Thank you, berri. And continued good luck to you.

She's finding out how addictive it is to feel and look better after losing weight. She's already dropped at least one size that I know of and says the size she's at now is feeling loose. Meanwhile, she's getting a lot of compliments at work from coworkers.

Mysterious packages of women's clothing keep showing up on our doorstep. Today it's Lane Bryant and Roaman's. Tomorrow ... ???

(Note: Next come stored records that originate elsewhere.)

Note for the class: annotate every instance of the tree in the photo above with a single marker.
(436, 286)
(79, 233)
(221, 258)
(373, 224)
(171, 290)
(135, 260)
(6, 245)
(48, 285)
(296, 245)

She found a photograph last night of the two of us taken on vacation five years ago. I was the heaviest then I've ever been (60 lbs. more than now). We just stared and laughed and shook our heads and asked ourselves, "Who are those people?"

PillsburyCodeBoy 60M

9/28/2005 2:06 pm

pootle, finding a good place to practice is still hard for me, too. I lucked out at the health club in finding a room that wasn't being used. But it's hardly ideal. It's got some kind of knobby rubber tile on it, and it's harder than the floor in my regular classroom (which is really just a carpeted floor; I think it should have mats, but it doesn't).

Last night my aikido instructor was out of town, so I went to the club to exercise instead. I found an empty room again and swiped all the yoga mats so I could practice rolls. It worked pretty well. It's probably the best I'm going to be able to do between classes.

Cold floor and bare feet, huh? Somewhere I can hear a voice telling me it's supposed to build character. And calling me "grasshopper."

rm_pootle47 58F

9/28/2005 2:27 pm

All it's building at the moment is arthritic ankles dear. England in late September is cold and damp.

But as my Sensei tonight said "It's only pain, push through it, where's your warrior spirit?"
"At home watching the telly Sensei."

No I didn't really say that, I'm already marked as lippy.

I'm glad I don't have to do rolls. At 5'7" the ground is just too far away. You're a better warrior than I.

I wonder it carpeting the garage would be deemed whoosey?

rm_jayR63 59F
1884 posts
9/28/2005 7:23 pm

If the Sensei prompts you to push through pain, I don't think the Sensei has much sense, eh?
Your body is telling you something. Listen to it before you really hurt yourself.

rm_pootle47 58F

9/29/2005 1:12 am

To be honest jay, he's doing me a favour. The best thing for creaky joints is exercise. Increasing the blood flow cleans away the rubbish, strengthening the surrounding musculature takes the strain off the joint. My back is much better than it used to be from all the work. The real bully is the English damp, and the 4" heels I wear half the time.

He wouldn't let me really hurt myself, he's a complete honey-bunny really and, as Pil says, he's building my character. Although certain people might think I have more than enough character already.